Tuesday 19 September 2017

Day 13


Dearest Hannah,
Day 13 and still going strong, although I feel today’s letter may be a bit empty but we will see; knowing my luck I will say that and end up writing loads!

Today has been weird in some ways.
I, as you know, had very little sleep last night and was hounded by horrible nightmares that didn’t really go from me. The ones that linger in you and you really feel them.

It left me tired and grumpy and really just needing you.
Then had the, what sadly appears to be, normal mucking around with technology and a little snap at each other. I regret that so much. Technology isn’t our friend so we have discussed it, I have apologise and we are changing the way we communicate with the hope that it won’t cause us any further problems.

What I do love and appreciate is the fact that, despite us having a little spat, you heard how tired I was and how the nightmare was and could feel how I felt in that moment. Then on top of that could relate to the technology situation. You are so good and understanding with me and it is just another reason to why I love you.
You, however, were planning on going into the shop today and work but it ended up changing due to interviews and too many staff. Subsequently you have swapped and will be doing tomorrow and Thursday. I think it turned out well today though; you actually had some you time and just relaxed!

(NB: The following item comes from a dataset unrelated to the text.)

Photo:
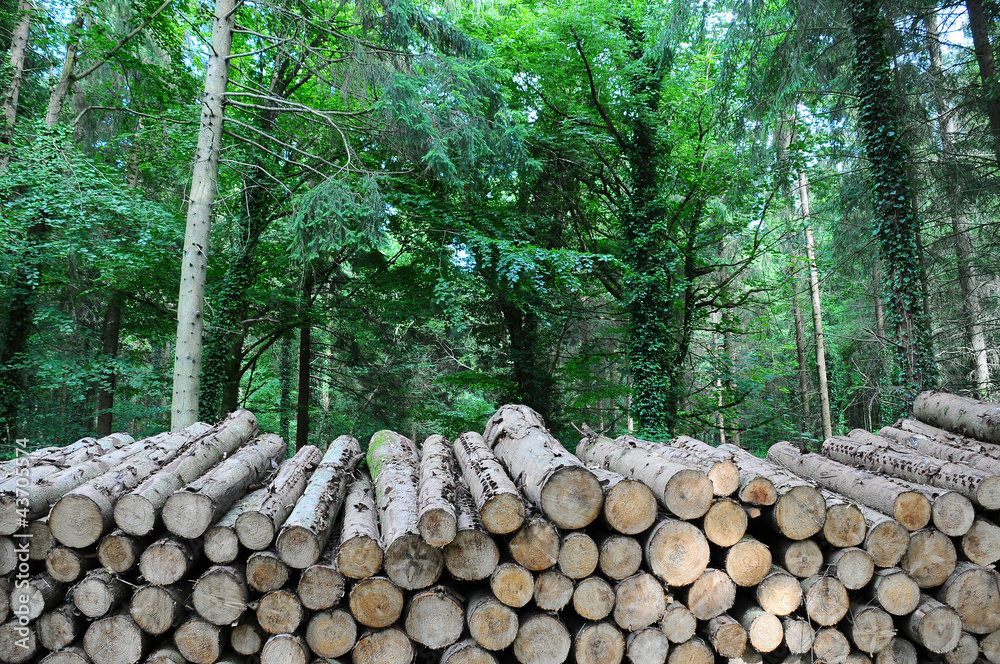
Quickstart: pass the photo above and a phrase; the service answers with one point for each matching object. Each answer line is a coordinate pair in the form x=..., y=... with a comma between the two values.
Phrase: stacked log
x=507, y=547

I, following on from the morning stress, went to my dad’s for work and got annoyed at how my family keep changing things in the house, especially getting rid of mums stuff. It really annoys me and just makes me sad that they’re doing it!
Originally, I was going to put my planned drawing time aside considering your plans had changed but the more I thought about it the more I decided to still do it. I think it was just the fact that I knew that I didn’t have a lot of time this week as I will be with you and then thought a bit of worship music and drawing was a good idea.

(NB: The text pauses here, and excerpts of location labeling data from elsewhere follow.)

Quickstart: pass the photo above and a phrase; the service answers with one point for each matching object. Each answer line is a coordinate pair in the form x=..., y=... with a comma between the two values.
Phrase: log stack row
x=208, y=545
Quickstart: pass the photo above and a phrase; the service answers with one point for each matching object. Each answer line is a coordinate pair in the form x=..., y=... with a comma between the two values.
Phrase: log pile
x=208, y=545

Well those couple of hours turned into four. Yet, I really enjoyed doing it. You were still around and although I felt bad for not messaging you I did enjoy the time just creating and feel like I have carved a big chunk or drawing time out. You, again, have been amazing. You didn’t mind the time frame, relaxed, watched Holby and still supported the time I was drawing and then more so after you saw the progress that I have made. No partner has ever cared about my drawing or taken this much interest and I love that you do.
Everything I do you show me support and love. You really take an interest in the things I do and praise in my highlights and support in my lower moments. You are like my personal cheerleader.

I am still unsure if this is just you and a part of us or if it will go down when we are more of an established couple. Either way, I love it and thank you for it. I have never experienced this before and it just shows how wonderful you are and how lucky I am.
Despite your relaxed and comfortable day you have had a small stressful moment with handover. I totally get why you feel anxious; the kids were later, you didn’t know the condition of them, if they had done their homework, how it will impact your routine and then how your ex will be.

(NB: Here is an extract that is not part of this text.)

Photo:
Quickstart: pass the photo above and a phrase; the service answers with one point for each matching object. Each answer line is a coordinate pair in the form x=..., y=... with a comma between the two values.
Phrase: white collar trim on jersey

Coincidentally, as I was writing that, your daughter video called me to help with the homework so I suppose that answers some of what I just wrote. However, just before they turned up you were hit so badly with anxiety over the above so we stood and brought God into the mix and prayed. I haven’t heard what happened yet but I do really hope that it went well.
The thing we seem to do for one another today is just support whatever the other person is going through; good or bad and we have been there. I do love this about our relationship!

It is funny that a long distance relationship can work so well in this aspect. You would think that being so far away that it would be difficult but yet we seem to do it and today is proof of that. Whatever happens we always seem to have each other’s back.
Tonight is a little different as we haven’t got our normal Tv and Bake off chat as your dad has turned up. I have to admit that I am a little gutted but I know it can’t be helped and hopefully we will have that tomorrow now.

I have to say that I am missing you more now. Really struck across me whilst writing this and I think it is just where we have had a day of doing things and not really our standard chatting. The fact we have done that is amazing but it does feel like we haven’t had much us either; or it could just be the added factor of today, mixed up and downs and no tv time. Whatever it is, I really do miss you.
I will just be counting down the time now for our regular prebed call so I can hear your voice and see you face again.

2 more sleeps my love! We can do this!